A pesar de tales desafíos, David Deutsch, de la Universidad de Oxford, cree que estos problemas pueden superarse: «Con suerte, y con ayuda de recientes avances teóricos [un ordenador cuántico], puede llegar en menos de cincuenta años […] Sería un modo enteramente nuevo de dominar la naturaleza».[17]

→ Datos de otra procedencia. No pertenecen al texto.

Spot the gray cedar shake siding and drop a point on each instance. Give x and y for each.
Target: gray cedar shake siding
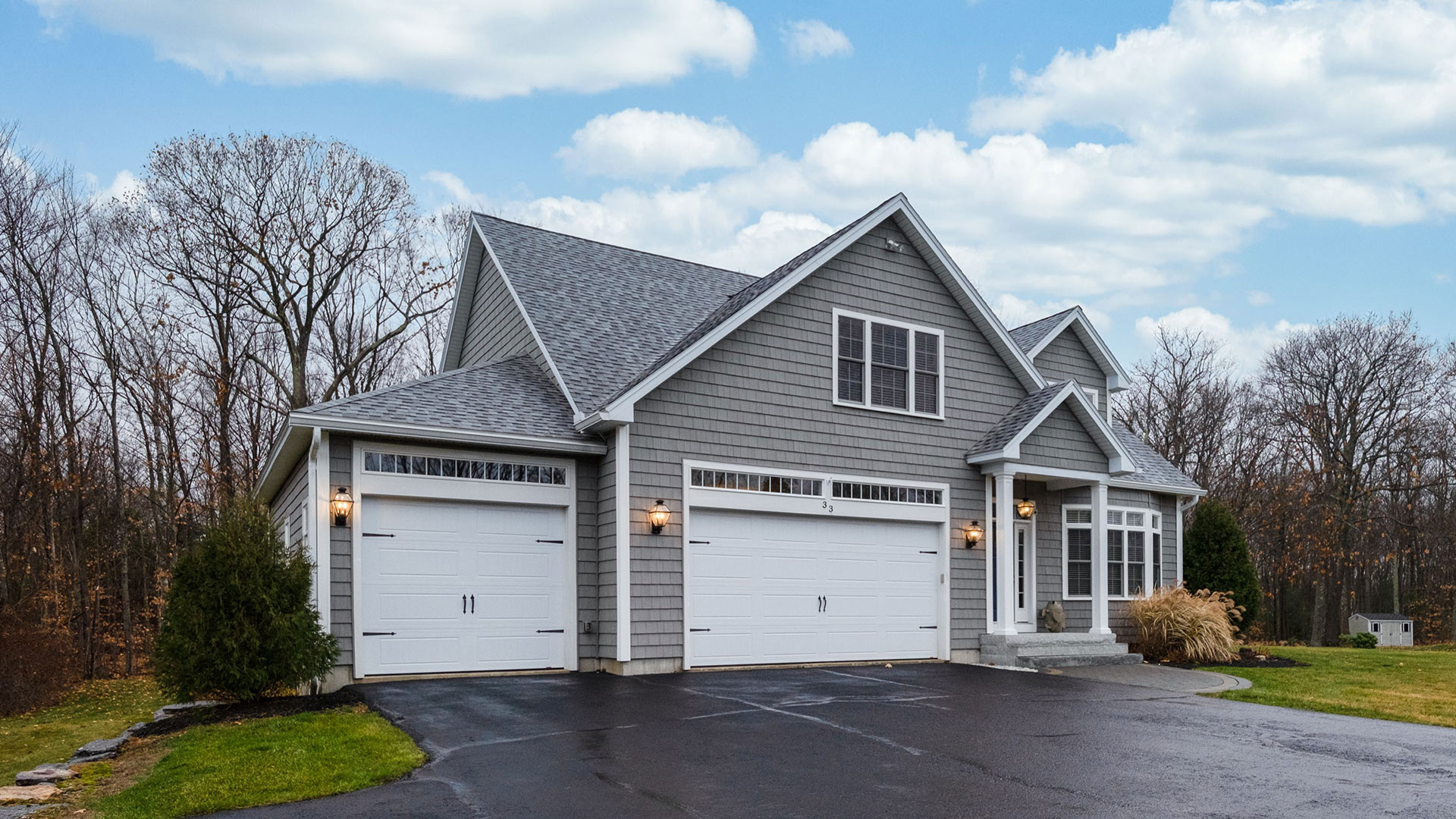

Para construir un ordenador cuántico útil necesitaríamos tener de cientos a millones de átomos vibrando al unísono, un logro que supera nuestras capacidades actuales. Teletransportar al capitán Kirk sería astronómicamente difícil. Tendríamos que crear un entrelazamiento cuántico con un gemelo del capitán Kirk. Incluso con nanotecnología y ordenadores avanzados es difícil ver cómo podría conseguirse esto.

Así pues, el teletransporte existe en el nivel atómico, y eventualmente podremos teletransportar moléculas complejas e incluso orgánicas dentro de algunas décadas. Pero el teletransporte de un objeto macroscópico tendrá que esperar varias décadas o siglos, o más, si realmente es posible. Por consiguiente, teletransportar moléculas complejas, quizá incluso un virus o una célula viva, se califica como imposibilidad de clase I, que sería posible dentro de este siglo. Pero teletransportar un ser humano, aunque lo permitan las leyes de la física, puede necesitar muchos siglos más, suponiendo que sea posible. Por ello, yo calificaría ese tipo de teletransporte como una imposibilidad de clase II.